Barbara Bierer, faculty director at Brigham and Women’s Hospital (BWH) in Boston, said the pandemic has caused the various stakeholders — investigators, clinical trial sites, patient groups, CROs and pharmaceutical companies — “to appreciate and attain a level of flexibility in how we do and conduct our business. These flexibilities, if done correctly, do not inhibit data quality and in fact are very patient-centric.” She said BWH revised their protocols so in-person visits are “only for essential visits that cannot be done in another way.”
One issue that makes patient-centricity a challenge is participants’ fear of the technologies they have to use in virtual trials, but it isn’t technology that keeps some trials’ enrollments low, Koren said. Rather, there is limited interest in the type of research that some trials are offering. But that hasn’t been the case in the quest for a COVID-19 vaccine, according to Koren, who serves as a COVID-19 vaccine investigator.
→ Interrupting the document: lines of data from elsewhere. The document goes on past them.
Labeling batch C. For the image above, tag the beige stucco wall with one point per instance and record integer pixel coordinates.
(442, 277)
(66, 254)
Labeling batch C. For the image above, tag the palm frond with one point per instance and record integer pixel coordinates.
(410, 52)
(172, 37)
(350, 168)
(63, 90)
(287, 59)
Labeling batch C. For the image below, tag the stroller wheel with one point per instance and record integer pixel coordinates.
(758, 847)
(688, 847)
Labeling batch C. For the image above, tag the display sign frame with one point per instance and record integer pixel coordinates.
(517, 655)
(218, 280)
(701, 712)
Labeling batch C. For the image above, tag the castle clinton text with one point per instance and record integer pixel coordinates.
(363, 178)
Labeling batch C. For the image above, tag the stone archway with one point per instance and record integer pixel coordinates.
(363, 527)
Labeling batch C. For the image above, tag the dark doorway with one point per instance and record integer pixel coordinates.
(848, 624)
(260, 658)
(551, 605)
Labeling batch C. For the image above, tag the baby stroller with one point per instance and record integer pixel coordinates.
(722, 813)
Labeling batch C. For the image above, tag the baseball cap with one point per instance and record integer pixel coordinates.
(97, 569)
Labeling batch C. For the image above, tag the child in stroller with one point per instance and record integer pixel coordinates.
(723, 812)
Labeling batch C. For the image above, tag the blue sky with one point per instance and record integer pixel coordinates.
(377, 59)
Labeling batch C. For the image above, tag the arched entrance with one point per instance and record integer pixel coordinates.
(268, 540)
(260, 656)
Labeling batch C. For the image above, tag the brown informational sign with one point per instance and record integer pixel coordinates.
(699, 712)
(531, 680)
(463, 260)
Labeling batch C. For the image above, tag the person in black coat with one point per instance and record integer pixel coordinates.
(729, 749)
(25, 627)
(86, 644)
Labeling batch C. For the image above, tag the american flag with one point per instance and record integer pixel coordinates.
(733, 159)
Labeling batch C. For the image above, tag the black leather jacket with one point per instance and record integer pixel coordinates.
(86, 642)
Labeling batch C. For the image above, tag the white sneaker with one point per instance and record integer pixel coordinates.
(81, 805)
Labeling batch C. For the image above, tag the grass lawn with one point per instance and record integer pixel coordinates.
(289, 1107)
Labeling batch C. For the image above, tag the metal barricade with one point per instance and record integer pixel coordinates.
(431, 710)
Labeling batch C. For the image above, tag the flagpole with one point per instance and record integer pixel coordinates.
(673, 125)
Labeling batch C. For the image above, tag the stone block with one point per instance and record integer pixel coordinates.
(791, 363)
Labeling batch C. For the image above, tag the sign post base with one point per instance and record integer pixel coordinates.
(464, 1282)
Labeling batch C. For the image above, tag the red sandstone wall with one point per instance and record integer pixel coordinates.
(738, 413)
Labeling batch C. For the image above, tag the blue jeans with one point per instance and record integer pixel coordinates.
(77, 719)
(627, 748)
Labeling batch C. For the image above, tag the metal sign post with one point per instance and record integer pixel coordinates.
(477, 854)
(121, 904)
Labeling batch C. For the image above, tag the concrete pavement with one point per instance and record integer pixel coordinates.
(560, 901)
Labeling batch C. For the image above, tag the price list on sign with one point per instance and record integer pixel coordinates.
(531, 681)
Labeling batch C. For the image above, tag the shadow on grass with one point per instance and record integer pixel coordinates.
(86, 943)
“From the first day, we literally had people pouring in trying to be part of these studies,” he said. “But they tended to be older, white and more educated. And we had more difficulty attracting people who were of color, who were less educated and of lower economic strata, which brings up some very interesting questions.” Chief among those questions is whether virtualization could open trials up to groups that can’t access trials.
Ashish Atreja, chief innovation officer for the Icahn School of Medicine at Mount Sinai (ISMMS), told attendees that the school did a fair amount of virtual operation before the pandemic, especially for real-world evidence trials and phase 4 registries. He said ISMMS had partnered with the American Gastroenterology Association to virtually track 55 clinical trial sites participating in a national fecal transplant registry. “This allowed us to realize that not everything has to be completely virtual or completely manual. You can have a blended approach as well,” he said.
“There are some aspects that can be made virtual, and some trials — especially phase 4 registries — can be made completely decentralized. But in the next four to five years, or maybe earlier, I would be surprised to see any trial that does not have a virtual component.”
The technology already exists, Atreja said, adding that the Science 37 virtual trial platform is a “very patient-centric model [that is] trying to create a rubric for making it easy and convenient for participants to enroll, engage and give informed consent.” But he warned it takes years for new technology to permeate the clinical trials ecosystem. “It took 20 years for [electronic health records (EHRs)] to become mainstream,” he said. “There may be some trials which do not require FDA approval, especially phase 4 or real-world evidence, and those may become the ‘poster child’ for how all these technologies come together and empower patients. And then slowly, they will go to more regulated trials,” he said.
“One year from now, we’ll have all the [active pharmaceutical ingredient manufacturers], health systems and EHR vendors completely certified by June — they have to do it for the 21st Century Cures Act — which means patients will have ability to actually get access to records, including labs. In three years, we’ll actually have a framework where the patients will actually be using it. We can predict the trend is in the right direction toward decentralization, but we all agree we are not there yet. Even if the technology is completely there, there will be many specific scenarios, especially for regulated FDA trials, where complete virtualization and complete decentralization should not be the goal. Making it effective, efficient and patient-centric should be the goal and the North Star,” Atreja said.